OVERVIEW

A multitude of unintentional injuries as well as those caused by intentional acts of violence, including motor vehicle crashes, homicide, domestic and school violence, child abuse and neglect, suicide, and unintentional drug overdoses, are critical public health concerns in the United States. In addition to their immediate health impact, the effects of injuries and violence extend well beyond the injured person or victim of violence, affecting family members, friends, coworkers, employers, and communities.

  • Injuries resulting from motor vehicle accidents are the leading cause of death for children age 0 to 19.

  • Each year, approximately 2.8 million children go to the hospital emergency department for injuries caused by falling.

  • Suffocation is the leading cause of injury death for infants age 1 and younger, and drowning is the leading cause of injury death for children age 1 to 4.

  • A history of exposure to adverse experiences in childhood, including exposure to violence and maltreatment, is associated with health risk behaviors such as smoking, alcohol and drug use, and risky sexual behavior, as well as obesity, diabetes, sexually transmitted diseases, attempted suicide, and other health problems.

CHILDREN

ADOLESCENTS and YOUNG ADULTS

  • Approximately 72% of all deaths among adolescents age 10 to 24 are attributed to injuries from 4 causes: motor vehicle crashes (30%), all other unintentional injuries (15%), homicide (15%), and suicide (12%).
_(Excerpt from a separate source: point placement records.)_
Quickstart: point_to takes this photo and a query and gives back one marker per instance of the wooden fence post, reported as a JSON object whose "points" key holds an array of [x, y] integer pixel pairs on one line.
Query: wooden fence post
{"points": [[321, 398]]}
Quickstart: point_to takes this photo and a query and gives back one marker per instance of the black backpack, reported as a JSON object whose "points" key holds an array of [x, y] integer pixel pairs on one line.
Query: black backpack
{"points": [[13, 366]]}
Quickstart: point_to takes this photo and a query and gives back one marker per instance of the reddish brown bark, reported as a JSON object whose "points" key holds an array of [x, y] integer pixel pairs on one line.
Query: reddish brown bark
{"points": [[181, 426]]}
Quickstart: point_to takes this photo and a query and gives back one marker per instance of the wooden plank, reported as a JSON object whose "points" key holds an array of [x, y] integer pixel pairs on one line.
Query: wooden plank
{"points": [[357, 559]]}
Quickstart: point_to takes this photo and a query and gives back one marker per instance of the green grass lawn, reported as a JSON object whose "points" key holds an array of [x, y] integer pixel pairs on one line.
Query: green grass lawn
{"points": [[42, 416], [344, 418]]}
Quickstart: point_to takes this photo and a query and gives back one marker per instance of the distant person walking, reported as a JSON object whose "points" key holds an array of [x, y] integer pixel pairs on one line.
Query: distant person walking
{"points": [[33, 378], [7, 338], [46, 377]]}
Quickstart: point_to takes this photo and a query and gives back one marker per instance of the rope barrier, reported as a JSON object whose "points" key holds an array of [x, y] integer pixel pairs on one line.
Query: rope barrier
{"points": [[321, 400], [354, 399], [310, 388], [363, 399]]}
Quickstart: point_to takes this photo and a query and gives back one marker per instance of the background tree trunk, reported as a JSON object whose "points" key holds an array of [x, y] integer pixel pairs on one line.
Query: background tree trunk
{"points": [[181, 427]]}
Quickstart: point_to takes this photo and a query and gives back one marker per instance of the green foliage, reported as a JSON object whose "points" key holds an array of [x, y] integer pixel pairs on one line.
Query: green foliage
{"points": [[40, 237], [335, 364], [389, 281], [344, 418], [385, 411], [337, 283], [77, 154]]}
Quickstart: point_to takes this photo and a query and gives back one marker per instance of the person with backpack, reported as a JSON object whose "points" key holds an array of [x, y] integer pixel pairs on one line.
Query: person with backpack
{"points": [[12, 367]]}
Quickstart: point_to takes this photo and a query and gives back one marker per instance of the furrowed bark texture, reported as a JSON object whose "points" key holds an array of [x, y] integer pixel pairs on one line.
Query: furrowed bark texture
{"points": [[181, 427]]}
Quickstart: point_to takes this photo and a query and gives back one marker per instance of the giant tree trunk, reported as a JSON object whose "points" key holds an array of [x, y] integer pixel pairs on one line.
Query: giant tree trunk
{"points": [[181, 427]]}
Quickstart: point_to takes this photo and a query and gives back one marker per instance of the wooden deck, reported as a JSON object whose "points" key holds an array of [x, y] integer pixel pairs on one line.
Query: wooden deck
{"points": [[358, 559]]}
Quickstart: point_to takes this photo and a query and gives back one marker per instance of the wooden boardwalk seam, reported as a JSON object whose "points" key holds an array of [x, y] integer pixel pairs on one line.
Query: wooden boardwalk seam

  • More than 1 million serious sports-related injuries occur each year among adolescents age 10 to 17.

ADULTS

  • More than 2.3 million adult drivers and passengers were treated in emergency departments as the result of being injured in motor vehicle crashes in 2009.4

  • Each year, women experience about 4.8 million intimate partner-related physical assaults and rapes. Men are the victims of about 2.9 million intimate partner-related physical assaults.5

  • Every day on average, 12 working men and women are killed on the job.6 In 2009, more than 4.1 million workers across all industries had work-related injuries and illnesses that were reported by employers.

OLDER ADULTS

  • Each year, about one-third of men and women age 65 and older experience a fall, and 20% to 30% of them suffer a moderate to severe injury, such as a hip fracture or head injury.

  • Injuries can make it more difficult for older adults to live independently, and injuries increase older adults' risk of premature death.